Trade Context Checklist
Last verified: 2026-07-06 PDT
A trade context checklist is a pre-trade framework for reading the environment around a setup: trend, volatility, liquidity, session, event risk, and risk budget. The setup is only one part of the decision. Context is what tells you whether the setup fits the current tape.
Quick definition
Trade context is the market information surrounding a potential trade. It includes what the broader market is doing, how volatile the instrument is, where liquidity may sit, whether spreads are normal, and what scheduled events could change conditions.
The rule
Do not judge a setup in isolation. A clean pattern in poor context may deserve a different review than a clean pattern in aligned context. The checklist does not make the decision for you. It makes the assumptions visible before risk is placed.
Use this table as a starting point:
| Context item | Question to answer | Why it matters |
|---|---|---|
| Trend | Is price trending, ranging, or chopping? | Strategy fit changes with structure. |
| Volatility | Is movement compressed, normal, or expanded? | Size and stop distance may need review. |
| Liquidity | Are spreads and depth normal? | Thin markets can distort execution. |
| Session | Is this open, midday, close, or overnight? | Behavior often changes by session. |
| Events | Is there news, earnings, data, or rate risk? | Scheduled catalysts can reset context. |
| Risk budget | What is the max planned loss for this idea? | Risk must be defined before entry. |
Simple example
A pullback setup during a steady trend, normal spreads, and no scheduled catalyst is different from the same pullback during a news release, wide spreads, and volatility expansion.
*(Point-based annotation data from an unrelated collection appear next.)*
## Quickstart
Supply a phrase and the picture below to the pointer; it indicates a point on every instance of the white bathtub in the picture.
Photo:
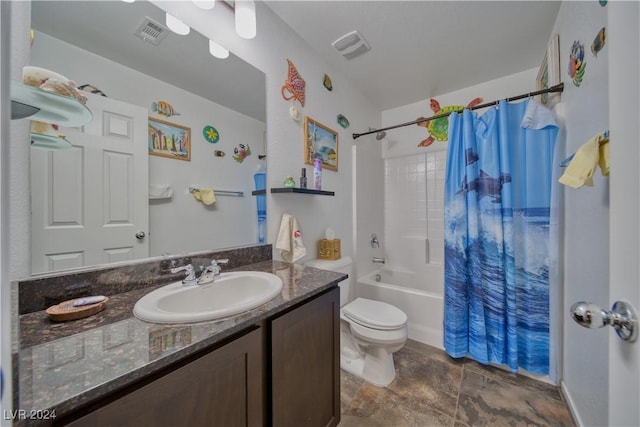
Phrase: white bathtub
(418, 295)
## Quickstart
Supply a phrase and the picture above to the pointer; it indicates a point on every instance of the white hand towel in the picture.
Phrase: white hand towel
(289, 240)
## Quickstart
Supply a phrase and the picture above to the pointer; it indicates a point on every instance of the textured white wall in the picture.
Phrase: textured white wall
(586, 215)
(274, 43)
(180, 224)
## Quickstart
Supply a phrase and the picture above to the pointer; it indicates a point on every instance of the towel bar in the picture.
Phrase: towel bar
(221, 192)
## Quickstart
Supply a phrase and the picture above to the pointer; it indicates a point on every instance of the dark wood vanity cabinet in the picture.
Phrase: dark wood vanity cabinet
(224, 387)
(305, 364)
(285, 372)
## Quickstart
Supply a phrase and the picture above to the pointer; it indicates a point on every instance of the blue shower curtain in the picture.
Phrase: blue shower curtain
(497, 207)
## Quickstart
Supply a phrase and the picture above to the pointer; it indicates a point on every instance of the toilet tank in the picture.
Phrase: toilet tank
(342, 265)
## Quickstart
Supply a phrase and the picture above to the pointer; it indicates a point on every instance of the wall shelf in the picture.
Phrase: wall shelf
(302, 191)
(47, 107)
The chart pattern may look similar, but the context is not the same.
That difference matters because risk is not only direction. Risk is also execution, timing, size, liquidity, and emotional pressure.
The pre-trade context score
A simple scoring model can help slow the process down:
- ▸Trend alignment: 0, 1, or 2 points.
- ▸Volatility fit: 0, 1, or 2 points.
- ▸Liquidity quality: 0, 1, or 2 points.
- ▸Event clarity: 0, 1, or 2 points.
- ▸Risk budget clarity: 0, 1, or 2 points.
A low score does not automatically mean no trade. A high score does not mean the trade is good. The score is a review tool. It forces the trader to explain what is known, what is unclear, and what needs a smaller size, a wider review window, or a pause.
What to write before entry
Before entry, write the setup, context score, invalidation level, planned risk, review trigger, and reason the trade fits the current environment. If you cannot write those items quickly, the setup may need more review.
Also write what would make you stand down. That might be a spread widening, a news headline, volatility expansion, a failed retest, a time window ending, or a daily risk limit being hit.
Mistakes to avoid
Do not use context as an excuse to chase. Do not call every candle “liquidity.” Do not ignore spread and slippage. Do not treat a checklist score as a prediction. Do not increase size just because several boxes are checked. And do not keep trading after the context that justified the setup has changed.
Bucko workflow
Use Bucko to save the pre-trade note, screenshots, context score, risk budget, invalidation level, and post-trade review. Bucko can support education, journaling, scenario analysis, guardrails, user-defined controls, and review workflows while the user remains responsible for decisions.
Bucko workflow checklist
- ▸Score trend, volatility, liquidity, events, and risk budget.
- ▸Write the invalidation level before entry.
- ▸Define the session or time window for the idea.
- ▸Tag whether the trade fit the plan after the fact.
- ▸Review slippage, behavior, and rule adherence separately from outcome.